Monday, June 29, 2009

Requiescat MJ

"No telephone message arrived, but the butler went without his sleep and waited for it until four o'clock—until long after there was any one to give it to if it came. I have an idea that Gatsby himself didn't believe it would come, and perhaps he no longer cared. If that was true he must have felt that he had lost the old warm world, paid a high price for living too long with a single dream. He must have looked up at an unfamiliar sky through frightening leaves and shivered as he found what a grotesque thing a rose is and how raw the sunlight was on the scarcely created grass. A new world, material without being real, where poor ghosts, breathing dreams like air, drifted fortuitously about...like that ashen, fantastic figure gliding toward him through the amorphous trees."
Not making any claims of analogy or interpretation, only that this is one of many things I thought of last Friday morning.

I think what is so sad about the whole business is the way it foregrounds the essential sadness of the man's life, makes it seem to us that each glittering and wretched move was all the time arranged around some unfulfilled yearning, some lost or never-had thing. It's painfully easy now to see the child forced to be a man, the man so calculating and yet dumbly earnest in his presentation of a child. And, somewhere in there, an astonishing, god-bestowed gift that was somehow swallowed up and made to serve when it should have been served. It becomes pathetic in every sense, and certainly there is pathos here.
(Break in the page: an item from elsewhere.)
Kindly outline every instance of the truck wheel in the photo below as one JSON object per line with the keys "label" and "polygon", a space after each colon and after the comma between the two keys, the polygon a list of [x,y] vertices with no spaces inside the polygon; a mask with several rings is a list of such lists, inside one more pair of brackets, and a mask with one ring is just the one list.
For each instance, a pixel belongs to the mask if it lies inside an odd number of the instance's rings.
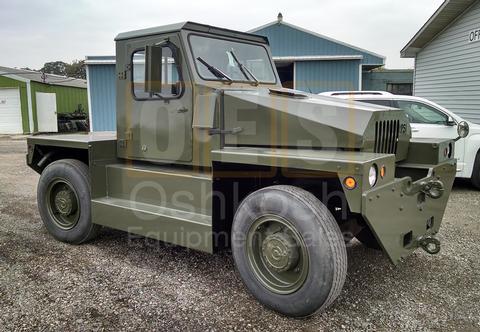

But here's what else I'm thinking. I'm thinking that lust comes in myriad forms and not all of them bad. I'm thinking of the shame and joy of the body, of its plasticity. Of horrible, thoughtless jokes I heard in fourth grade and laughed unthinkingly at. Of sheen. That zoos can work two ways and that fatherhood is a sacred charge not to be fucked with. That the American self is a bizarre and fluid and frail construct. Of sweat and ingenuity, of the meaning of the word "synthesizer." That self-love and -loathing can appear so alike as to be impossible to separate. That longing can take many forms. For example: a fedora, a chimp, a blinding white glove. That time really is a function of space. Of flashing legs and neon pavement, of an elastic miracle of a voice, a bassline and a shove. And above all of a human body in perpetual spin, dip, shuck, and jive, at once liquid and mechanical, a cold, coruscating flame alive and still weirdly false with the bliss and, yes, thrill of motion.

Thursday, June 25, 2009

A Renascence

Conceptual Art Idea: A bookcase full of pages. Ideally the pages are bound in little narrow hardback volumes, but the idea of just a bunch of loose pages has a certain aesthetic appeal, too. These pages contain the sections of books that are commonly cut or removed from "abridged" or children's editions of the same. Call it "The Unnecessary Library." The variety would be fascinating: the boring and the grotesque would both be here, passages alike only in their alleged superfluity. You could organize it by country or by chronology, see what different cultures have considered extraneous. Some of the cuttings would be simple fragments, a few sentences and paragraphs, side observations. Others would be whole stories in their own right, entire characters and plot lines plucked up like root systems. If you wanted to get hamfisted, you could focus on pages edited out by the censors of one dictatorial government or another, though I think that might be a little silly and Cold Warrish, itself unnecessary.

Hello again (still the problem of who I'm addressing). Things have been dormant here lately, for which I take exactly one half of the blame. More to come.